My husband is likely to start on the H-1B visa and I will be on an H-4 visa which doesn't allow me to work unless we eventually apply for permanent residency. 

Some questions:
- What would a reasonable income range be to allow us to live comfortably in D.C. i.e. 2-bedroom apartment in a decent location, car, some entertainment, savings? We were told that even for people with an annual income of more than US$100K, there isn't much savings leftover - is this true?

- Is it easy to find an apartment? In Melbourne, we had issues getting an apartment as demand outstrips supply.

- How long does the visa process takes?

- What is the approximate cost of health insurance? It seems that this is not provided by the employer.

- The contract length will be 3 years. If we do stay the entire length, we would want to start a family during that time. What is the healthcare system and costs like?

Any further info about life in DC will also be appreciated.

Thanks!!


----------



## Bevdeforges (Nov 16, 2007)

Hi, and welcome to the forum.

Hopefully, someone with some recent experience in the DC area will stop by soon. What I can tell you from my (limited) knowledge of the area is that the main "bedroom communities" around DC are in various suburbs in Virginia or Maryland. It's actually quite a large area, with varied settings - from urban to suburban to even (somewhat) rural. Where you would want to live will depend on exactly where your husband will be working and to what extent you will need or want to depend on the mass transit systems in the area.

You may want to get a feel for the rents by browsing the rental ads in the Washington Post Find an apartment for rent: DC, Maryland, Virginia
They also have some articles about some of the communities and factors to take into consideration when renting that could be of interest. When moving to or within the US, it always is useful to peruse the local newspaper!

The healthcare system in the US is kind of difficult to explain to anyone used to a single national system. Basically it hinges on the health insurance you have (and can afford). Variables include the deductible amount, co-pays, your current state of health and any pre-existing conditions, as well as whether you want dental and eye care with that. Some plans restrict you to a list of plan-approved doctors, or restrict you to the plan clinics and hospitals. 

Figure on something like $200 to $600 per month for a couple in their late 20's or early 30's. (The employer not offering a health insurance plan might be a negative to consider in the job offer. Though few employers these days provide fully paid health insurance, employer plans are often a much better deal than trying to find insurance on your own.) Children are then added to the plan (with an additional premium) a set number of days after they are born.

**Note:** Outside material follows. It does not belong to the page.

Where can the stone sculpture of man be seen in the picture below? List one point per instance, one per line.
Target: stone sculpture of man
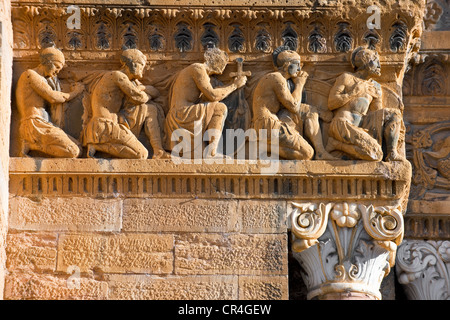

There are a number of discussions about H1-B visas on the board, which you should probably take a look at. 
Cheers,
Bev


----------



## bnco (Jan 21, 2008)

Thanks Bev.

I've no idea what the public transport system is like - is it reliable? If so, we would be ok with relying on public transport most of the time. I would think that we would want to live in an urban area close to or easily accessible to George Washington Uni.


----------



## Iron Horse (Apr 10, 2008)

I love Washington DC. I'm an American and I lived in Richmond, Virginia and Leesburg, Virginia as well as Annapolis and Baltimore, Maryland. So many things to do and see. Crazy traffic and the weekends are busy around the National Mall, but a lot of "history" for us. I know we don't have the long time history as Europeans and others, but it's the best word I could think of.

If your employers doesn't offer health insurance you should laugh and walk away. There is no need for an employer not to offer a basic program. As a single guy there I was paying around $50 USD per month that provided a basic program. If you smoke or have any other pre-existing conditions your payment will go up and this is deducted from your weekly or bi-weekly paycheck so the damage doesn't seem as bad when it's taken out. For two of you it will be slightly higher, but not much and again depends on pre-existing conditions. This is about the most I can speak to because I try to avoid doctors and hospitals as much as possible. I just use the insurance as just that, a just in case I have an accident.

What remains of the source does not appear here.